NIMSOFT PROBES DX Infrastructure Management

Issue/Introduction

The AWS probe automation we have adds the accounts to the AWS probe and then marks them active. The accounts come up and are discovered and seem to work properly. Then after the first or second polling cycle we start to get errors in accounts. When I go into the raw config and look at the accounts that are erroring, it seems that their configuration is not complete anymore. As if something is overwriting part of the configuration and from that point on the probe just either goes red and wont start or it stays green and just sends alarms that it cant contact the account anymore. Also EC2 instances are discovered on some accounts but NOT all and we do not understand why, as it should be discovering them all? We have over 40 production accounts we cant monitor at this time because the probe keeps going down like described above.

Cause

- Scalability limitation - limit of 5 AWS accounts per aws probe instance

Environment

Release : 20.1

Component : UIM - AWS 5.41

Resolution

As per Development, configuration through any kind of script is not tested nor recommended. As we witnessed during the webex it seems that the probe CFG becomes corrupted at some point when using scripts to configure the probe.

As per the webex, manual configuration works as expected. There are no issues on the probe end, therefore if you are using any kind of scripted configuration, customers will have to manage it on their own.

If the aws probe is configured manually it should work as expected and in that case we don't see any specific limitations as per our experience with other customers.

There can be hardware resource limitations which can be handled according to the number of profiles you want to monitor.
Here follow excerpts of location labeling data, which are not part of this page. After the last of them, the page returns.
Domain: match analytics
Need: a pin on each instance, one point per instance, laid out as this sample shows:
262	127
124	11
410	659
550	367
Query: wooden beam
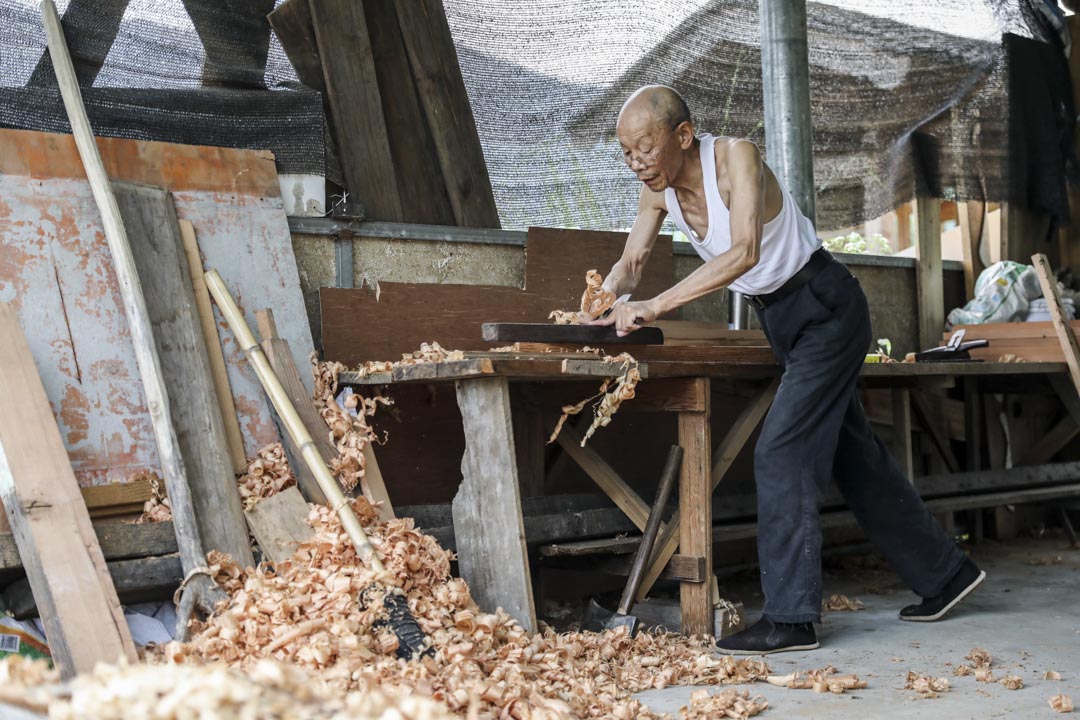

Also adjusting the Java memory parameters like Xmx and Xms etc might help to some extent - the same goes for adding virtual processors.

MCS and probe configuration packages are the currently-supported means of bulk config change for deployments - services needs to be engaged for any custom scripting solution for probe configuration, e.g., via API - this remains outside the scope of support.

That said, when using a scripted approach to AWS configuration we recommend only up to 5 AWS accounts per aws probe instance. The aws probe stores a copy of CFG keys & values in-memory other than the CFG file, so there might be chances to override the CFG values when the probe is busy in doing its core functionality during regular poll cycles. You can try deactivating the AWS probe and update the values from the API and then Activate the probe. This will ensure that the probe will pick the latest values from the CFG and run the probe functionality accordingly without any unexpected overwriting or corruption.